Those proper ladies writing in the attic; The Madwoman in the Attic: The Woman Writer and the Nineteenth-Century Literary Imagination, by Sandra M. Gilbert and Susan Gubar. New Haven: Yale University Press. $25.

The grand success of this study is that it stimulates us to re-read those books by proper ladies from the 19th century. As Sandra M. Gilbert and Susan Gubar reconsider each work, they introduce us to "The Madwoman in the Attic," the author's double, hiding in the seams of her writing, reflecting her anxiety and rage.

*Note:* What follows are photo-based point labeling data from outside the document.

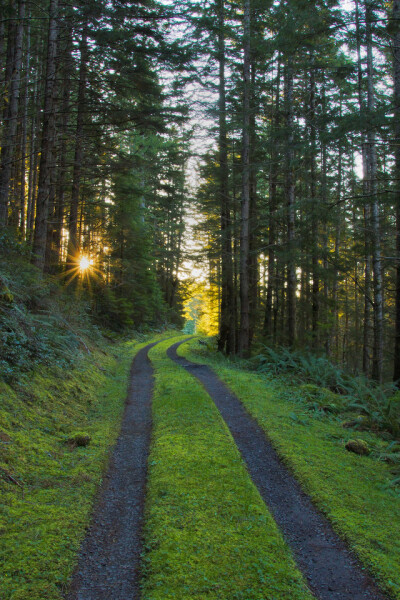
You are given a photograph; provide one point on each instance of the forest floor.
(219, 487)
(222, 516)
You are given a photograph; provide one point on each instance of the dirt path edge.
(109, 560)
(331, 570)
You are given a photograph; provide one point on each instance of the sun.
(84, 263)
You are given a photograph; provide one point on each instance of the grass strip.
(208, 534)
(351, 490)
(47, 484)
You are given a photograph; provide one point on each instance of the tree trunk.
(244, 335)
(273, 202)
(290, 201)
(13, 76)
(226, 339)
(396, 71)
(377, 362)
(314, 208)
(73, 242)
(47, 142)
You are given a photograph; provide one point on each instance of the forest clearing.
(199, 300)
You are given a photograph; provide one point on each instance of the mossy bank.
(48, 476)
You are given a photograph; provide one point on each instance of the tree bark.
(396, 102)
(226, 338)
(290, 202)
(377, 361)
(47, 142)
(73, 241)
(244, 335)
(13, 76)
(273, 202)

Gilbert and Gubar shatter the images of Jane Austen as the timid parlor mouse , the Brontes as contented rural lasses, George Eliot as the ugly, mannish scourge: ". . . almost all late 18th and 19th century women writers from Maria Edgeworth in 'Castle Rackrent' to Charlotte Bronte in 'Jane Eyre,' Emily Bronte in 'Wuthering Heights,' and George Eliot in 'Middlemarch,' secreted bitter self-portraits of madwomen in the attics of their novels. . . ." These "madwomen ," according to the authors, railed about the sexual double standard, the domestic entrapment of women and other feminist issues.

"Feminist" is an approach taken by these two scholars without apology, despite the notable risk to their critical credentials in the male academic establishment. Gilbert and Gubar, associate professors of English literature at the University of California, Davis, and Indiana University respectively, insist on assessing art within the context of sexual politics.

"The Madwoman in the Attic" discusses female literature as a response and a contrast to "male writing." For instance, Miltonian morality loomed large in the consciences of Victorian women; they were carefully schooled in his themes of incest, woman's evil power, man's godliness. But by use of the "madwoman" and other palimpsests, they were able to refute and reinterpret his mandates.

If novelists wrote about "madwomen" to express their feminism, the authors suggest, female poets became "madwomen" because the barriers to lyric poetry were almost impermeable. They cite Emily Dickinson's poems as offering both the ironic impersonation of the madwoman and the realistic reflection of Dickinson's genuine eccentricities: "Dickinson's life itself, in other words, became a kind of novel or narrative poem, in which, through an extraordinarily complex series of maneuvers, aided by costumes that came inevitably to hand, this inventive poet enacted and eventually resolved both her own anxieties about her art and her anger at female subordination."

"I'm Nobody! Who are you?" asked Dickinson, "How dreary -- to be -- Somebody!/How public -- like a Frog -- /To tell one's name -- the livelong June -- /To an admiring Bog!"

Thanks to Gilbert and Gubar, the admiring Bog grows larger. We return to the writing of these 19th-century women with renewed curiosity, with intimations of a discernible female imagination.